Wednesday, August 11, 2010

Newt Wanted a Chevy

But he was married to a Jaguar.

Basically, we all know that Newt Gingrich is the sort of politician who makes a lot of noise about virtue, honor and family, while living lives of vice that bring shame to their families. Anybody who has followed Newt's career already knows that he is a serial adulterer, and humiliator of wives, in the Giuliani mold. But where Giuliani simply despises the teachings of the church in which he was raised, Gingrich has actually chosen to enter the Roman Catholic church, as if to highlight his lifelong mockery of its moral teaching.

But for those who doubted, his second wife, Marianne, has given an interview to Esquire. It's woven into a long and unflattering portrait, well worth a quick read, but a few choice bits deserve to be shared.

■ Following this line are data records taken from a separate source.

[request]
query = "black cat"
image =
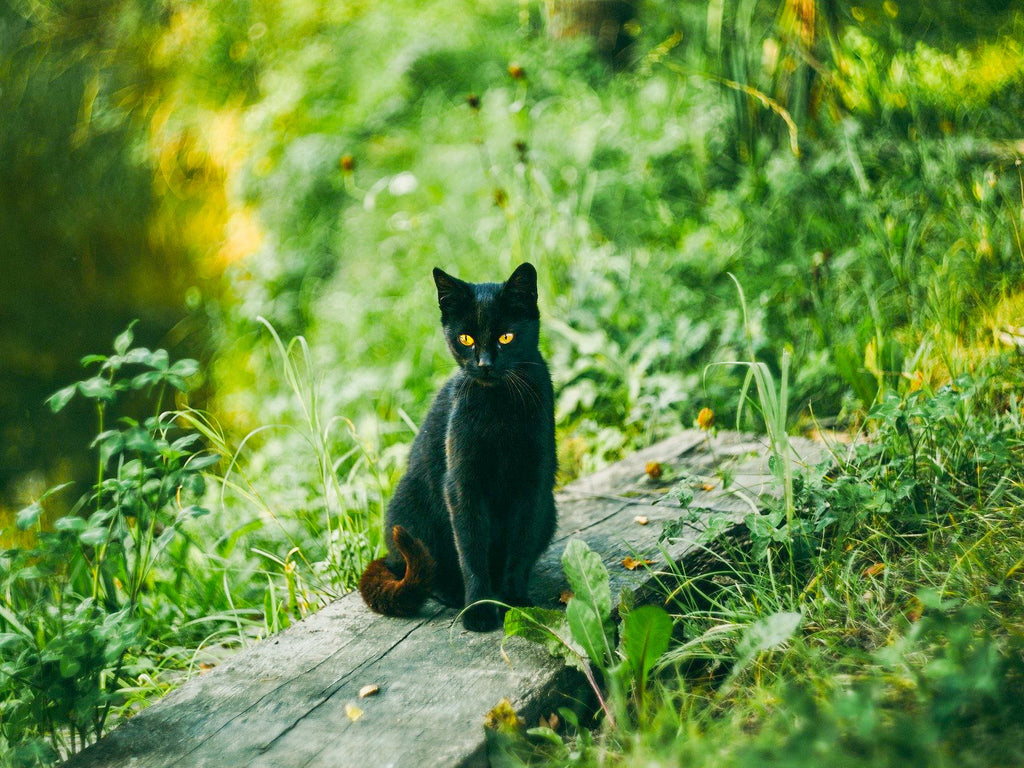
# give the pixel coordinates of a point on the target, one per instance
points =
(475, 508)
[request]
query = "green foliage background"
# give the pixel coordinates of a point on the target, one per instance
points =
(265, 185)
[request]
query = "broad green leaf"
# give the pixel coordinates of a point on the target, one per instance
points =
(70, 667)
(588, 578)
(646, 632)
(589, 631)
(545, 627)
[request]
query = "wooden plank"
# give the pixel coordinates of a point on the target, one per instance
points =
(283, 702)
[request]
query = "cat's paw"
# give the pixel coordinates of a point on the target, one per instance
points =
(482, 617)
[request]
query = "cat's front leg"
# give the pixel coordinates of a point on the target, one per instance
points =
(531, 529)
(471, 525)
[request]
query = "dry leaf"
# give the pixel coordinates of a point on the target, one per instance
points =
(632, 564)
(873, 569)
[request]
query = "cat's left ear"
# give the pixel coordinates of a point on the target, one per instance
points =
(521, 287)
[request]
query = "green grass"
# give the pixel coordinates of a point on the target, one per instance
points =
(876, 261)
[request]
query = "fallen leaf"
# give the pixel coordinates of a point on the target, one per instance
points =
(873, 569)
(632, 564)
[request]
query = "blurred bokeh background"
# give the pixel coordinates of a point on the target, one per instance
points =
(198, 165)
(264, 185)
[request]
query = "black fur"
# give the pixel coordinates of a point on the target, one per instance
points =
(478, 492)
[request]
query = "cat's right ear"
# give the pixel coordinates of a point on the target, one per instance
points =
(452, 292)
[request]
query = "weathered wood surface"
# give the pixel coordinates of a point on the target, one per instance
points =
(283, 702)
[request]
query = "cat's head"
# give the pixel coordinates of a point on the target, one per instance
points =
(492, 328)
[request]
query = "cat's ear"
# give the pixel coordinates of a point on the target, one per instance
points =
(452, 292)
(520, 289)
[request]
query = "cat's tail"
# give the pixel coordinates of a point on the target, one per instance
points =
(387, 594)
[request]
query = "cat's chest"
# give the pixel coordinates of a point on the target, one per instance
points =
(494, 432)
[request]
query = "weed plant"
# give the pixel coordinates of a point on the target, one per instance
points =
(901, 645)
(855, 178)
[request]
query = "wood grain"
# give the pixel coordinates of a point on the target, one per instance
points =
(288, 700)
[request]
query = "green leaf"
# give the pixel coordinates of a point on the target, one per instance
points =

For example, the relationship between Gingrich and Bill Clinton:

[Newt recalls:] "Clinton and I used to talk like it was a graduate-school session," he says. "We both like books, we both like ideas, we both like exploring language and exploring concepts and trying to find solutions."

But then in 1998, Monica Lewinsky exploded and war broke out between the parties. Of all the ironies in Gingrich's paradoxical career, this was certainly the most bitter — at the very moment when he tried to rise above the ugly partisanship he had done so much to foster, it dragged him back down. ...

One night, Marianne says, Bill Clinton called from the White House. She answered the phone and the president asked if he could please speak to her husband. Could the Speaker come over immediately? After he hung up, Newt summoned his driver and went in the back door to the Oval Office. During that meeting, he would tell her later, Clinton laid it out for him: "You're a lot like me," he told him.

Whatever else happened at that meeting, Newt Gingrich was muzzled in the critical run-up to the '98 midterms.

Someday, that late-night meeting will make a great scene in a TV movie.

But the part that grips us, from our clerical perspective, is the picture of the couple as their marriage dissolves, and they seek pastoral counseling:
She called a minister they both trusted. He came over to the house the next day and worked with them the whole weekend, but Gingrich just kept saying she was a Jaguar and all he wanted was a Chevrolet. " 'I can't handle a Jaguar right now.' He said that many times. 'All I want is a Chevrolet.' "

He asked her to just tolerate the affair, an offer she refused....[But he] told the press that he and Marianne had an understanding.

"Right," Marianne says now.

That was not true?

"Of course not. It's silly."

During that period, people would come up to Marianne and tell her to settle, that she was hurting the cause.

All of this simply proves some awfully common folk wisdom. This one: Politicians are lying cheating dogs. Or this one: If, like Marianne, you are having an affair with a married man, and he says he'll leave his wife for you, one of two things is true: (a) he won't; or, (b) he will, and then he will leave you for the next one. Or maybe this one: Newt Gingrich is a dirtball with no place in American public life.

1 comment:

LoieJ said...

Well, he didn't leave off being governor half way through a term. That's a plus. But yes, I wouldn't trust him. Then again, I don't trust anybody who has supported these silly Republicans of the last 10 years. Sometimes I hear an OLD Republican from Minnesota on a radio show and then I remember why I had voted Republican back then.